The Department of Health and Human Services Office of the Inspector General, the agency’s watchdog, has released its annual work plan. It is 117 pages specify hundreds of work items reviewing every nook and cranny of the health system.
Medicare and Medicaid contractors, and hospitals will be scrutinized for their security controls to prevent the loss of HIPAA Protected Health Information stored on portable media including laptops, jump drives, backup tapes and disposed equipment. They cited NIST Special Publication 800-53 and NIST Special Publication 800-53A as accepted control frameworks for the Medicare and Medicaid Contractors.
The Office of Civil Rights (OCR) itself will be reviewed to determine whether its oversight and enforcement of the HIPAA regulations.
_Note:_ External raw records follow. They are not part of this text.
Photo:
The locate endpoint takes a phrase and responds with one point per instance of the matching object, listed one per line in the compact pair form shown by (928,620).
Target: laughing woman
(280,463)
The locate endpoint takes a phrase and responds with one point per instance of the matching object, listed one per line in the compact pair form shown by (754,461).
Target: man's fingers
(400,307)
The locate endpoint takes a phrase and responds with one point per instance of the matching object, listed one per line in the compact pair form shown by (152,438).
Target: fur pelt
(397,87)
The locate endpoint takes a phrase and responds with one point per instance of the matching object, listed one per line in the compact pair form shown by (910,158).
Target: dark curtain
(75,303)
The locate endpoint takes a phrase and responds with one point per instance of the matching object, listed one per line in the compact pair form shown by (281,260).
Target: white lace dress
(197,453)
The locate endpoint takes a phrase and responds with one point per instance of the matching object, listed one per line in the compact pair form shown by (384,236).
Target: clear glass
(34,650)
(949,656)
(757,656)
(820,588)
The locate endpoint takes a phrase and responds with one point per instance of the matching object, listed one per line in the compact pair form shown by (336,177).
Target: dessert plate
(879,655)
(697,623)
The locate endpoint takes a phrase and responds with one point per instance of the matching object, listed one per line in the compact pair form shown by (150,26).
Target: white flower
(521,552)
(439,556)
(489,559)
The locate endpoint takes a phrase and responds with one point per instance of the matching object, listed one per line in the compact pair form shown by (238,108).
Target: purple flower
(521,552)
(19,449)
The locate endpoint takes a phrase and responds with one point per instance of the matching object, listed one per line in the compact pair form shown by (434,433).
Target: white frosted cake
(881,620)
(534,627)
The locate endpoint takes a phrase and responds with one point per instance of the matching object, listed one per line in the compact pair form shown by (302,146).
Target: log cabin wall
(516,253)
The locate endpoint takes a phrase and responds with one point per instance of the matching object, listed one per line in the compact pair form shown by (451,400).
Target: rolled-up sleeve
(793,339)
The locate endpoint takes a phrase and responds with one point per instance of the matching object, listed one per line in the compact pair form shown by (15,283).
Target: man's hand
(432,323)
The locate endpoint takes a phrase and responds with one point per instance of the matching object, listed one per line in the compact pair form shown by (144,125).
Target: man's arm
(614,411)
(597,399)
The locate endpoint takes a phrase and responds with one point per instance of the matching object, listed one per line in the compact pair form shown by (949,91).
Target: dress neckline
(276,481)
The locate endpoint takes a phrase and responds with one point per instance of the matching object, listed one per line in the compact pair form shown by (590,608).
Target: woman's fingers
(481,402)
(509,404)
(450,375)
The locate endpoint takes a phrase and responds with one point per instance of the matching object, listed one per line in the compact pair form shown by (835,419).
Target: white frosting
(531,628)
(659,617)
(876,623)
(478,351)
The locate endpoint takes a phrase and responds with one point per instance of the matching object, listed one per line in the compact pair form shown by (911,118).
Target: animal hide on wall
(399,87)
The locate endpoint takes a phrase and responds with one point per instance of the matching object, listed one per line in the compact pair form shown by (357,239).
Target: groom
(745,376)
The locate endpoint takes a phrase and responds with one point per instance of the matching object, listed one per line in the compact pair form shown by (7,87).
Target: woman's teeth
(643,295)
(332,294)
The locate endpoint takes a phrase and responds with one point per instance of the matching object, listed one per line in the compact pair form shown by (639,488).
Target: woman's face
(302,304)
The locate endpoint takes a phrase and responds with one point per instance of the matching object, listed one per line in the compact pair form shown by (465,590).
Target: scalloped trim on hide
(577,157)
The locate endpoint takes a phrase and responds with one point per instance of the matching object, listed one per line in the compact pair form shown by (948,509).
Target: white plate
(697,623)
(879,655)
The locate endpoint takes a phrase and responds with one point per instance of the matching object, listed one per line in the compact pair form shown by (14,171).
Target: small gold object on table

They will look at two separate pieces of OCR’s enforcement obligation: first, they will look OCR’s investigation policies, procedures and mechanisms to assess broadly whether they are adequately enforcing the Privacy Rule.
The second OCR probe will focus on their enforcement of the new Breach Notification Rule, enacted in August of 2009. They will evaluate their policies for investigating breaches, and explore whether Medicare Part B-covered entities (which include physician practices, home health agencies, physical therapy clinics and a variety of other providers) have policies in place to mitigate breaches.
This scrutiny reflects the ever increasing number of data breaches resulting from the rapid proliferation of mobile devices. All organizations should take the time to review their policies, controls, and technologies to protect against data breaches. Encryption technologies have become mainstream and should be implemented, with proper attention to employee training regarding proper use of the new technologies.